The equations of motion will be derived by determining the Lagrangian
\(L=T-V\) with the two generalized coordinates \(\varphi_1\) and
\(\varphi_2\) where \(T\) represents the total kinetic energy
while \(V\) is the potential energy of the system. This potential
energy is just
(1)\[V=-g\left((m_1+m_2)l_1\cos(\varphi_1)+m_2l_2\cos(\varphi_2)\right)\label{equ_dp_potential_energy}\]

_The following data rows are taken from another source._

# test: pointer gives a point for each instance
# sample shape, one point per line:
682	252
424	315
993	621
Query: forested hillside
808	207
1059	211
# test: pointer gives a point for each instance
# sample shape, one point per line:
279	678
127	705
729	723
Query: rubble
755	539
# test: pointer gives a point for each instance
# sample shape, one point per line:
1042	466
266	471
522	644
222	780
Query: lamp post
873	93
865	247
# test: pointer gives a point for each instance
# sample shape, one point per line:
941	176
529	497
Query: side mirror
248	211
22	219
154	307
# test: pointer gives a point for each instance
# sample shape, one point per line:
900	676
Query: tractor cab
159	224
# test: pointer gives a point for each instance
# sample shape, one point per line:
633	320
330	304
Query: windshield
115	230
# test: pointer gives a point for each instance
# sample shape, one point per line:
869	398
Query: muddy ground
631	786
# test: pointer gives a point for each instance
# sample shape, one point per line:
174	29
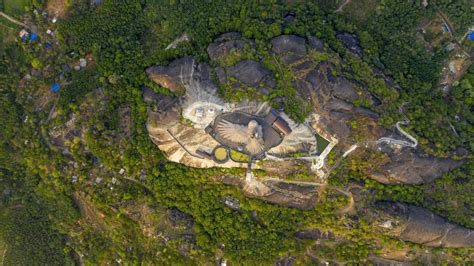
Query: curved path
13	20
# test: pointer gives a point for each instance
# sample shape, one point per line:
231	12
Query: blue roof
55	87
33	36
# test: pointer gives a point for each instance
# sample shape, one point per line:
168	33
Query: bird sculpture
250	136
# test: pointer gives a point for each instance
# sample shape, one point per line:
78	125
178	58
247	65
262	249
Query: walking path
342	6
13	20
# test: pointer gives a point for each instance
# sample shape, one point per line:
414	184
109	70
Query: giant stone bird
250	136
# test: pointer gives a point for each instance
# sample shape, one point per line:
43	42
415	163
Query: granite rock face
418	225
351	42
249	72
407	167
218	50
288	44
174	76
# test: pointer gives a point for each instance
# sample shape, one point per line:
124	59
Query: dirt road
13	20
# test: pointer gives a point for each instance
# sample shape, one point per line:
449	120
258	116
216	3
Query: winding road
13	20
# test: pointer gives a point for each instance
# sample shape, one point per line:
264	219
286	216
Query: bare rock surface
173	76
249	72
315	234
418	225
288	44
350	41
316	43
218	50
288	194
407	167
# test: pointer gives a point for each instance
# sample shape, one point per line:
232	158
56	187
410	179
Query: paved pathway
13	20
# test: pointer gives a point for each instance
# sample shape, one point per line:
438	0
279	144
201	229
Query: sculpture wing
255	145
233	132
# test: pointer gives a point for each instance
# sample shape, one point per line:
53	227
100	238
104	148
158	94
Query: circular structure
220	154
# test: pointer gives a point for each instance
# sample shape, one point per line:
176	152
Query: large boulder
316	43
249	72
418	225
174	76
351	42
217	51
407	167
288	44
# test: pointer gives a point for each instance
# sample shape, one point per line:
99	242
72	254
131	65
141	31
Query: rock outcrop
300	196
288	44
407	167
174	76
351	42
219	50
249	72
418	225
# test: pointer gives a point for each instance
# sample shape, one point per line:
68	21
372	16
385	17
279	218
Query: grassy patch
239	157
322	143
15	8
220	153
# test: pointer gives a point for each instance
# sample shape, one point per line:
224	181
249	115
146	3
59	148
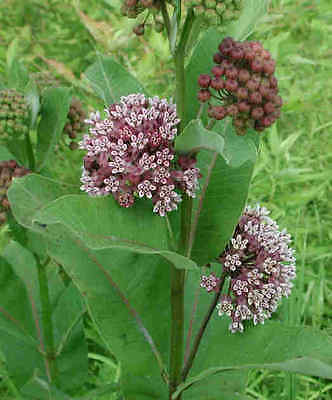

with \(m_1\) and \(m_2\) representing the masses of the two bobs
mounted on the tips of the two pendulum rods (which are assumed as being
weightless). As always, \(g\) represents the gravitational
acceleration.
To derive the total kinetic energy the positions of the pendulum arm
tips \((x_1,y_1)\) and \((x_2,y_2)\) are required:
\[\begin{split}\begin{aligned}
x_1&=l_1\sin(\varphi_1)\\
y_1&=l_1\cos(\varphi_1)\\
x_2&=l_1\sin(\varphi_1)+l_2\sin(\varphi_2)\\
y_2&=l_1\cos(\varphi_1)+l_2\cos(\varphi_2)
\end{aligned}\end{split}\]
The first derivatives of these with respect to time are
\[\begin{split}\begin{aligned}
\dot{x}_1&=\dot{\varphi}_1l_1\cos(\varphi_1),\\
\dot{y}_1&=-\dot{\varphi}_1l_1\sin(\varphi_1),\\
\dot{x}_2&=\dot{\varphi}_1l_1\cos(\varphi_1)+\dot{\varphi}_2l_2\cos(\varphi_2)\text{~and}\\
\dot{y}_2&=-\dot{\varphi}_1l_1\sin(\varphi_1)-\dot{\varphi}_2l_2\sin{\varphi_2}.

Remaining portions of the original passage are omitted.